The IMF is yet to disburse $3 billion from the bailout deal. It was suspended after Imran Khan restored the subsidies on fuel and electricity prices. In an off-the-cuff remark in March, Shehbaz Sharif, while stressing on the importance of establishing good relations with the U.S., said that “beggars cannot be choosers”.
The Chinese government has also welcomed the appointment of Shehbaz Sharif. The Chinese Foreign Ministry spokesman said that no matter which party was in power in Pakistan, China would remain an “ironclad partner”. Nawaz Sharif, in his last term as Prime Minster, had signed the historic CPEC deal with China. Congratulating Shehbaz Sharif, Modi in his message said that India desired “peace and stability in a region free of terror, so that we can focus on our development challenges and ensure the well-being of our people”.

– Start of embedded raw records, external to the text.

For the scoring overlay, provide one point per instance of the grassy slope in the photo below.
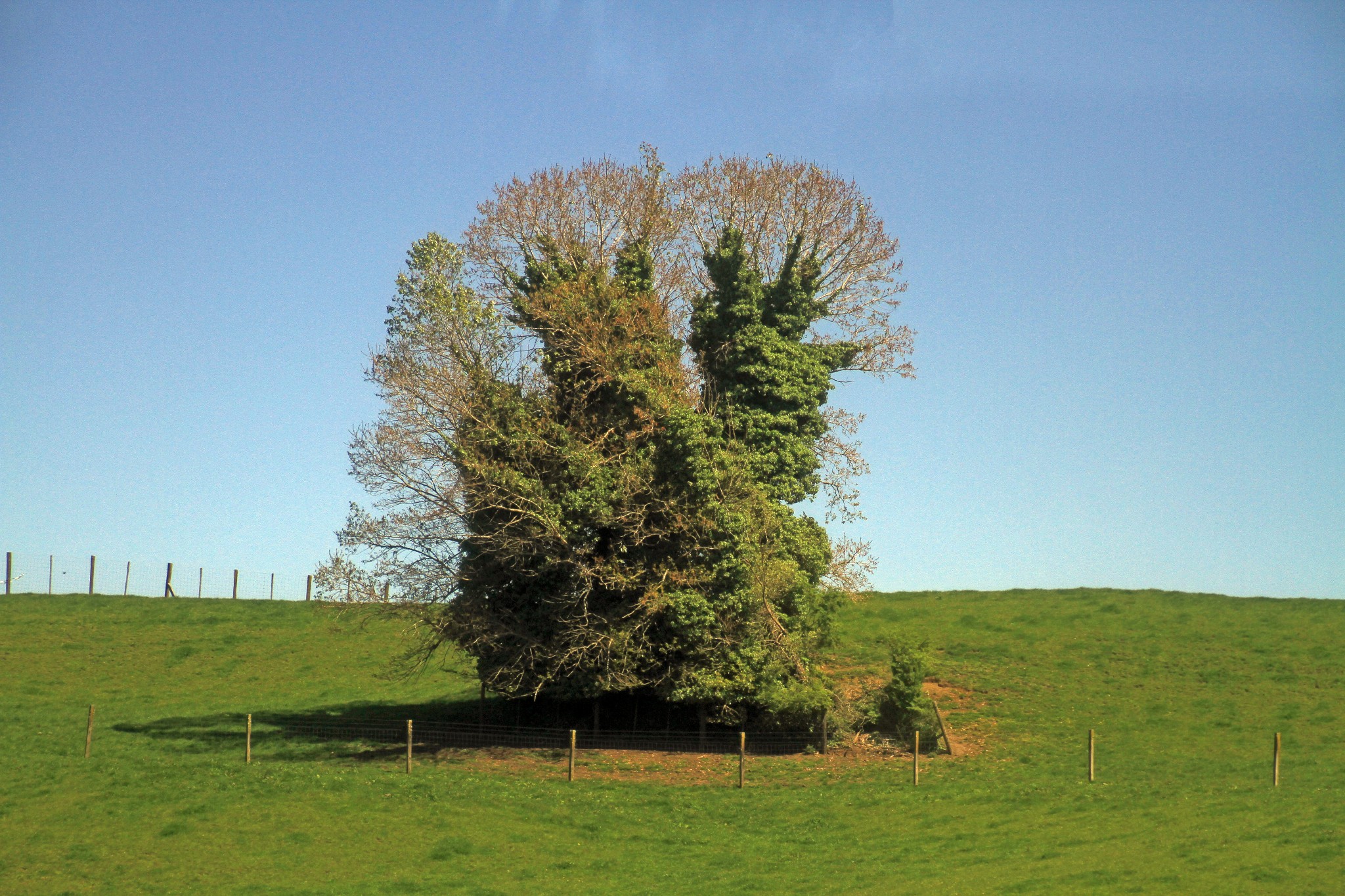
(1185, 692)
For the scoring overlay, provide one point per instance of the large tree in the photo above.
(600, 413)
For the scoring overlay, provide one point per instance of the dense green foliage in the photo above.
(1185, 692)
(902, 706)
(622, 532)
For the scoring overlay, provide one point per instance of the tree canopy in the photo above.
(599, 414)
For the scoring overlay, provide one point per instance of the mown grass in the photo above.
(1185, 692)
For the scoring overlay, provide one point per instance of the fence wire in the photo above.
(62, 574)
(437, 735)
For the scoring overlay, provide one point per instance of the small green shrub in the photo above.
(902, 707)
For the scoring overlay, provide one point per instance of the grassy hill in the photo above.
(1185, 692)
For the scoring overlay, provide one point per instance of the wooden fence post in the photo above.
(89, 734)
(743, 757)
(915, 765)
(1277, 759)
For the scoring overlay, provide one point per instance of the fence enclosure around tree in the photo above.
(62, 574)
(58, 574)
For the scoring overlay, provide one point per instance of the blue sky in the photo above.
(1124, 227)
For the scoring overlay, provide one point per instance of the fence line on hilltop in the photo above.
(61, 574)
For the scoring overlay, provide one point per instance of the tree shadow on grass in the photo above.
(354, 731)
(378, 730)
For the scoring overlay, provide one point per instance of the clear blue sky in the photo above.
(1124, 228)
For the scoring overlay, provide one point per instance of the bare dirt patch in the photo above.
(954, 700)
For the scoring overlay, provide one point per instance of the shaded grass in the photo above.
(1185, 692)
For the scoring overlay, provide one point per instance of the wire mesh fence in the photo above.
(64, 574)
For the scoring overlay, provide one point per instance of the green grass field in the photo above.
(1185, 692)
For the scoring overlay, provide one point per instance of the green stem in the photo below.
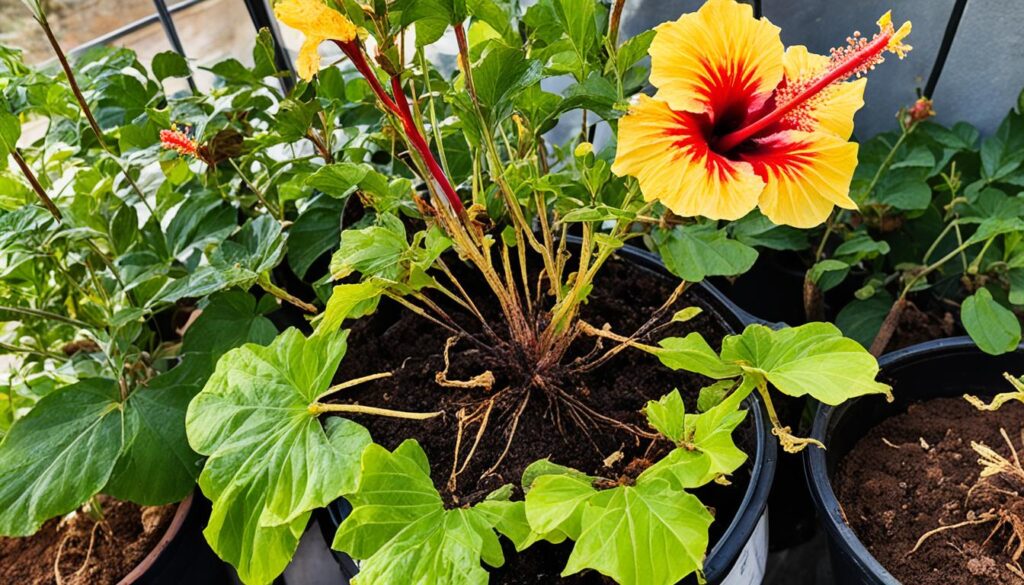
(45, 315)
(320, 408)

Shehbaz Sharif that “good relations” with India were conditional on a “just resolution” of the Kashmir dispute. In his first speech after assuming the office of the Prime Minster, he raised the issue of the abrogation of Article 370 in Kashmir. He said that the people of the Kashmir valley “were bleeding” and that Pakistan would continue to provide them with “moral and diplomatic support”. He blamed Imran Khan for letting down the Kashmiri people during his tenure. Shehbaz Sharif said that his government wanted “good ties” with India but warned that “a durable peace is not possible until the Kashmir issue is resolved”. After Article 370 was abrogated, Pakistan chose to downgrade diplomatic ties with India, withdrawing its High Commissioner.
The younger Sharif would not have forgotten the actions of the Modi government during his elder brother’s last stint in office. Nawaz Sharif, braving domestic criticism, was present for Modi’s first swearing-in ceremony in 2014. His stated ambition at the time was to expand trade and economic ties with India. But the Modi government adopted a hostile attitude towards Islamabad from the beginning. Pakistan-bashing gave the Bharatiya Janata Party (BJP) electoral dividends. Soon after Nawaz Sharif’s visit to Delhi, the Indian government called off the Foreign Secretary-level talks between the two countries. No meaningful official talks have been held between the two countries since then. Although the guns have remained silent along the LoC since last year, there is little hope of relations between the two sides improving in the near future.